When Schon left to lead a re-formed Journey later that year, Rolie and Ron Wikso began work in 1999 on a Gregg Rolie solo CD titled Roots, which eventually led to the forming of the Gregg Rolie Band. Besides Rolie and Wikso, Roots featured appearances by Neal Schon, Alphonso Johnson, Dave Amato, Adrian Areas and Michael Carabello. The Gregg Rolie Band saw Kurt Griffey taking over guitar duties and the addition of Wally Minko as a second keyboardist. They recorded a live CD at Sturgis called Rain Dance, which was released in 2009.

In 2010, Rolie released Five Days and subsequently formed a duo with Alan Haynes, which eventually led to the formation of the Gregg Rolie Quartet, with the addition of long time collaborator/drummer, Ron Wikso and bassist Evan "Sticky" Lopez.

From 2012 to 2021 he toured as a member of Ringo Starr and his All Starr Band performing Santana hits "Black Magic Woman", "Evil Ways" and "Everybody's Everything". The band also included Toto guitarist Steve Lukather, Todd Rundgren, Richard Page, Mark Rivera and Gregg Bissonette.

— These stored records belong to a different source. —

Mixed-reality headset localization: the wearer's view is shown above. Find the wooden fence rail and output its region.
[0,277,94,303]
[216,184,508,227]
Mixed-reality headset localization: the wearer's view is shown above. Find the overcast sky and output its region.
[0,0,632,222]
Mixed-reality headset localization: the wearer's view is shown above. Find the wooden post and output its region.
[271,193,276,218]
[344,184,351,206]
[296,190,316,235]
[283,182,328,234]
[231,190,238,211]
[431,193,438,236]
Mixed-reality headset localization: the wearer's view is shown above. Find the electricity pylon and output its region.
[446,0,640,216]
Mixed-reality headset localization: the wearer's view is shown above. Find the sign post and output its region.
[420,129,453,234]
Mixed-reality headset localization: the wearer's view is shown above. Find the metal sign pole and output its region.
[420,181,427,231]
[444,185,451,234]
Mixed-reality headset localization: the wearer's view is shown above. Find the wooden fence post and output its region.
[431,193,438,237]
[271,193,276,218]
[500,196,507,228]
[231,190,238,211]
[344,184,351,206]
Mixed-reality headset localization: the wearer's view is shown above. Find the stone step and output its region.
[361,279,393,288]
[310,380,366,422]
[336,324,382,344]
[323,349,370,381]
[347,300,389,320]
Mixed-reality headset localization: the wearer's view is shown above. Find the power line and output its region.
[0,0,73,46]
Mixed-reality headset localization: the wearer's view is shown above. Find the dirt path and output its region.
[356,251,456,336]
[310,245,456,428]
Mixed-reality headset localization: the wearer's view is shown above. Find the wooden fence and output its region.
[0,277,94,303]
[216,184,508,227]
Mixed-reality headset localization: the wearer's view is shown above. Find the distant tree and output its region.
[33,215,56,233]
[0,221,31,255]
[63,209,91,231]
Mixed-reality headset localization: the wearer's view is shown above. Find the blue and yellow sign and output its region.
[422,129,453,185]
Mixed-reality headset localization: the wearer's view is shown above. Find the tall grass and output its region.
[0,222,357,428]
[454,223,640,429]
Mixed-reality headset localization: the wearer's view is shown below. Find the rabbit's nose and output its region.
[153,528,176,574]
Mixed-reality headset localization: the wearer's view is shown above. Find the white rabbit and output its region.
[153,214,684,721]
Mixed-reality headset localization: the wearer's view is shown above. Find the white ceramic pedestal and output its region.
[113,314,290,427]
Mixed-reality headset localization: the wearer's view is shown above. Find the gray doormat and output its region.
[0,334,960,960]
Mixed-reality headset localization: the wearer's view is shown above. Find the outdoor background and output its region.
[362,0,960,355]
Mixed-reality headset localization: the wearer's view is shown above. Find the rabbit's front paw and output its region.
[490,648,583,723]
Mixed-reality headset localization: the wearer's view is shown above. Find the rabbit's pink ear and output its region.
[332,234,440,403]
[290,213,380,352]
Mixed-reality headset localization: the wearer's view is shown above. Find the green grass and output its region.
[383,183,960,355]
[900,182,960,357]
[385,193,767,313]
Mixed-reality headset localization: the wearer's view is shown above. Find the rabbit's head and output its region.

On February 2, 2013 Carlos Santana confirmed that he would reunite his classic lineup, most of whom played Woodstock with him in 1969. Santana said of Rolie, "I'm pretty sure Gregg's going to do it." Speaking in 2012 of such a reunion, Rolie told Radio.com "it's just a matter of putting it together and going and doing it. I would do it. I think it's a great idea. People would love it. It could be great!" In 2016, as part of Santana's original line-up they released their fourth album, titled Santana IV.

On February 9, 2018, Rolie reunited with Schon for a charity show at San Francisco's The Independent, benefiting North Bay Fire Relief. The group also featured former Journey drummer Deen Castronovo (who also sang some of the vocals) and bassist Marco Mendoza of The Dead Daisies. In 2019 Rolie reunited with Schon, Castronovo and Mendoza for four more concert dates.

==Discography==

===Solo discography===
(Also as Gregg Rolie Band)
- Gregg Rolie – 1985
- Gringo – 1987
- Rough Tracks – 1997
- Roots – 2001
- Rain Dance (Live 2007) – released 2009
- Five Days EP – 2011
- Sonic Ranch - 2019

===with Santana===
- Santana – 1969
- Abraxas – 1970
- Santana III – 1971
- Caravanserai – 1972
- Shangó – 1982
- Freedom – 1987
- Santana IV – 2016

===with Journey===
- Journey – 1975
- Look into the Future – 1976
- Next – 1977
- Infinity – 1978
- Evolution – 1979
- Departure – 1980
- Dream, After Dream – 1980
- Captured – 1981

===with The Storm===
- The Storm – 1991
- Eye of The Storm – 1993

===with Abraxas Pool===
- Abraxas Pool – 1997

== Collaboration ==
- Postcards from Paradise from Ringo Starr (2015) - Organ on and co-composition of "Island in the Sun".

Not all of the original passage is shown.